Irrigation — When You’re In a Dry Hole, Don’t Dig Another One

By Lorne Fitch

One definition of a consultant is someone who looks at your watch and tells you what time it is. The recently released consultant’s report— Adaptation Roadmap for the SSRB: Assessment of Strategic Water Management Projects to Support Economic Development in the South Saskatchewan River Basin— is a mirror reflecting back the aspirations of the irrigation lobby. In fact, it provides the answer—more dams and reservoirs—instead of dealing with some foundational issues.

When facing down drought that experts say may persist, moving from supply side management of water and dealing with water demand seems prudent. The real question is, when supply diminishes how to adapt to less water.

Adaptation doesn’t happen by building more reservoirs. If this is viable, we may be the first in history to outrun the impacts of a shrinking water supply. No one else has been able to perfect this magic.
Our rivers already have less flow in them and flows are expected to decline. Reservoirs don’t create water, they just store what is available, but waste much in the process. Evaporation losses are almost a metre of water per year from each. That’s water lost to the rivers.

When stuck in an irrigation growth paradigm, it doesn’t register there is a limit to such growth. The proposed result of this “study” is a classic case of “running faster and faster to stay in the same place.” There are already 56 reservoirs in southern Alberta dedicated almost wholly to irrigation. Will building 8 more be the answer? “Yes,” says the irrigation lobby, because it’s the perennial answer.

No matter how much lobbying is done, how many new dams and reservoirs are built, climate change cannot be outrun. Even if we bankrupt the province with all the suggested engineering hubris, to the suggested tune of 5+ billion taxpayer dollars, this adaptation roadmap could lead to a dead end.

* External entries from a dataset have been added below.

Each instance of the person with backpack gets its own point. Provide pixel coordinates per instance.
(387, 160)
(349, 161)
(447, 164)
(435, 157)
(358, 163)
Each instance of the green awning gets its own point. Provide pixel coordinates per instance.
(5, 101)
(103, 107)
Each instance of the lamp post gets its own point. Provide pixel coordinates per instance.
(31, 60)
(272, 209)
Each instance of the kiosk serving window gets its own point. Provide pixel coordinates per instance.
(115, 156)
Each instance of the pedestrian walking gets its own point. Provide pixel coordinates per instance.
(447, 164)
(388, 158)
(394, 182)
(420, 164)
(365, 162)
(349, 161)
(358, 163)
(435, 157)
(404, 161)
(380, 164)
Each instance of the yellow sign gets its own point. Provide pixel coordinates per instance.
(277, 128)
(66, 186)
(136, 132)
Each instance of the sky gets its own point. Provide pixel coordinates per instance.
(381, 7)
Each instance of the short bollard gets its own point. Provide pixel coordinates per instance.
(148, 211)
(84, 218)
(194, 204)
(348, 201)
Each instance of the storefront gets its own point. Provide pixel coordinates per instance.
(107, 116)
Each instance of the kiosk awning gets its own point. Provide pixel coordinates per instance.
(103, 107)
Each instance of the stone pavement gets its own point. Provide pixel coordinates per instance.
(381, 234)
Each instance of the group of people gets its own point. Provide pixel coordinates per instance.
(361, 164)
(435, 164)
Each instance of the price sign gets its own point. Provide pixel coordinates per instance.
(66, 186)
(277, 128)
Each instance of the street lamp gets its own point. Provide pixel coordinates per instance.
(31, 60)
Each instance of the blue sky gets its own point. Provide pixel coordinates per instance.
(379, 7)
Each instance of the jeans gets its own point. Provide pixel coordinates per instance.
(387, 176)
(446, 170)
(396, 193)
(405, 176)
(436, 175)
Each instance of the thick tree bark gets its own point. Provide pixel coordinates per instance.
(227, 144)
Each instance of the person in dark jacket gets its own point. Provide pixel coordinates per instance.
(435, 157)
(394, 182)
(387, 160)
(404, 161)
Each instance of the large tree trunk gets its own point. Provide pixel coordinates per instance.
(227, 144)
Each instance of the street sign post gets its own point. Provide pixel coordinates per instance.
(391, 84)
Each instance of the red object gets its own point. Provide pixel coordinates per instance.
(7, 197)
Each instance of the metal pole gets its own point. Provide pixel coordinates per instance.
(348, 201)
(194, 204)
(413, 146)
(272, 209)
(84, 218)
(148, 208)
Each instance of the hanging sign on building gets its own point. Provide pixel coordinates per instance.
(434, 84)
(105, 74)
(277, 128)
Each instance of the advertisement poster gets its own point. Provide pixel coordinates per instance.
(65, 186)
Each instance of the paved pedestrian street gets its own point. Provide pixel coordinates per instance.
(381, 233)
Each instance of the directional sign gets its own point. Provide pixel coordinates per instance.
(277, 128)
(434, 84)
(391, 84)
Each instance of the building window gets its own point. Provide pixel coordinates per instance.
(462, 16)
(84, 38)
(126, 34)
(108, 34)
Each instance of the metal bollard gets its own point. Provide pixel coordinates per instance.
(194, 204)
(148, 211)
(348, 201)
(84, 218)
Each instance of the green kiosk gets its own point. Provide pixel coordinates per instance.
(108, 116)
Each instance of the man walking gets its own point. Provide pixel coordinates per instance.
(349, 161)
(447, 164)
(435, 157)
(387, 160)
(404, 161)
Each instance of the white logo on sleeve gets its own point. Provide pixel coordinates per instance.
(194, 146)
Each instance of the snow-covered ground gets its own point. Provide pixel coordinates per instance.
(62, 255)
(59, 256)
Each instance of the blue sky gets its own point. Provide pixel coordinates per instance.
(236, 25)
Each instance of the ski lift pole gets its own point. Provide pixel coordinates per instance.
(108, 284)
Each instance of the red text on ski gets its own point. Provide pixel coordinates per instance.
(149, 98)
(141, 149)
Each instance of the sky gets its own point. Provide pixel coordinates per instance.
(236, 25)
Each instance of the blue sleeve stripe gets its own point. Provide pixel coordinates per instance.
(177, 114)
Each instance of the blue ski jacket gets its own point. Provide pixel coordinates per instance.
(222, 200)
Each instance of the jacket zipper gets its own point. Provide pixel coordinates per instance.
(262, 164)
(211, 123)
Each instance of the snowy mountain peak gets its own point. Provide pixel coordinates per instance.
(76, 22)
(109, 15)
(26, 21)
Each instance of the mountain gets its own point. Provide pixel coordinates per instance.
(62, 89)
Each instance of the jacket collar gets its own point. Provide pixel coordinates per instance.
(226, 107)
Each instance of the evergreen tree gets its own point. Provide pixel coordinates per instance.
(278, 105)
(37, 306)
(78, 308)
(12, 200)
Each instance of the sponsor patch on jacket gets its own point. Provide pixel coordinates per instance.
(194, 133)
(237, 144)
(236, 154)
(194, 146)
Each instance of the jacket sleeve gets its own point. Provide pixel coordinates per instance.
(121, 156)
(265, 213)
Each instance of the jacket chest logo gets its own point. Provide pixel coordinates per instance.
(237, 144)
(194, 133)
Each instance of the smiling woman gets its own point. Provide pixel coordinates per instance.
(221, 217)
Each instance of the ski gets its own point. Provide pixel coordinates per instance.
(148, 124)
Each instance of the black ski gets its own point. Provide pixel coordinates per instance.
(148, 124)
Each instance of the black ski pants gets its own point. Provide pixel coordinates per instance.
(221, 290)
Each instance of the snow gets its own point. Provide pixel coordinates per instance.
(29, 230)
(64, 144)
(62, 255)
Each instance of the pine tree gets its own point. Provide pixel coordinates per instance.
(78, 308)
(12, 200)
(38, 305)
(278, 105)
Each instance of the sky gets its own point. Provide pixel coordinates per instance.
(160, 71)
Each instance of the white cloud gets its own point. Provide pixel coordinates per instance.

Instead of more holes that may or may not be filled with water, a different path is required. Reluctance to deal with water demand creates a wicked problem that the sales pitch in the report fails to address. If you always do what you’ve always done (build more dams and reservoirs), you’ll always get what you’ve always got (increased demand and issues of water supply). It’s a cycle in which effort to solve a given problem results in aggravation of the problem or the creation of a worse one.

Proceeding with the exuberance of dam building, without a better understanding of the variances of climate change, may well create some enormous engineering white elephants. This also ignores where the water comes from. Our future is likely to be more rain but less snow. But it is slow snow melt that keeps our rivers flowing.

Headwater forests capture that snow, retaining some of it in shallow ground water storage for later release. With our expanding land-use footprint, especially logging, we are changing the way water is trapped, stored and released. This exacerbates floods and drought.

Our forested headwaters is the ultimate “reservoir” for water yet it merits no attention in this report. Funding upstream watershed restoration and security would seem to be the first thing to consider, not more dams at the downstream end.

The glib and disingenuous statement that more reservoirs would aid fish through better flows is a whopper of a “fish tale.” This didn’t happen with any past developments and won’t happen with any future ones. There isn’t even enough flow to consistently meet the lowest common denominator, an “administrative” instream objective, which does not protect fish and aquatic life.

This breathless endorsement for more dams and reservoirs isn’t adaptation but a blatant cheerleading proposal for irrigation interests with little in the way of benefits for Albertans, other than a hefty price tag.

With this report, the irrigation lobby confirm their “adaptation roadmap” will mean our rivers are good— to the last drop.

Shifting a dominant culture and narrative of engineering the landscape for irrigation agriculture to a new perspective of learning to do with less water is a tall order. Understanding what level of water use can be sustained while keeping our rivers from death are difficult but not insurmountable challenges.
What is urgently required is an independent, objective analysis by qualified professionals on the broader questions of how to adapt to a climate change future, perhaps the driest of perfect storms, not how to expand irrigation.

Lorne Fitch is a Professional Biologist, a retired Fish and Wildlife Biologist and a former Adjunct Professor with the University of Calgary.